Jakiś czas temu, zaintrygowany zjawiskiem "biernego homoseksualizmu", trafiłem na stronę gejkatolik.wordpress.com. Okazało się, że istnieją ludzie, którzy mając skłonności homoseksualne starają się jednocześnie być wierni naukom Kościoła Rzymskokatolickiego. Lecz zgodnie z nauką KRK tylko czyny homoseksualne są grzechem, a nie skłonności. Dodając do tego pseudonaukę psychologiczną, mamy coś takiego jak bierny homoseksualizm, za który człowiek ponoć nie jest odpowiedzialny...

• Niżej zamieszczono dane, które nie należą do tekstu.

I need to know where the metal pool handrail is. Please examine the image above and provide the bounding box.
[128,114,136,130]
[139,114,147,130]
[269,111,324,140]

Umieściłem kilka komentarzy na tej stronie, w temacie homoseksualizmu i 1 rozdziału listu do Rzymian. Potem niespodziewanie odezwał się do mnie mailowo Piotr, twórca strony gejkatolik. I tak rozpoczęła się nasza polemika w temacie. Któregoś dnia Piotr zaproponował, aby naszą korespondencję upublicznić na jego stronie. Zgodziłem się, uznając że warto, aby i w środowisku LGBT była głoszona ewangelia i prawda na temat grzechu.

Jedyne co mogę zrobić teraz, to zachęcić do lektury tej naszej polemiki i wyciągnięcia samodzielnych wniosków - "Psychologia czy Chrystus? List Rafała."

Co z tego wyniknie? Nie wiem, ale modlę się o takie osoby jak Piotr, aby Pan wyzwolił je z sideł diabelskich - niewoli grzechu, psychologii i religii. Pragnę, aby osoby z tego środowiska zobaczyły prawdziwego i żywego Chrystusa, który umarł również za ich grzechy i chce dać zbawienie każdemu, kto się upamięta i do niego nawróci.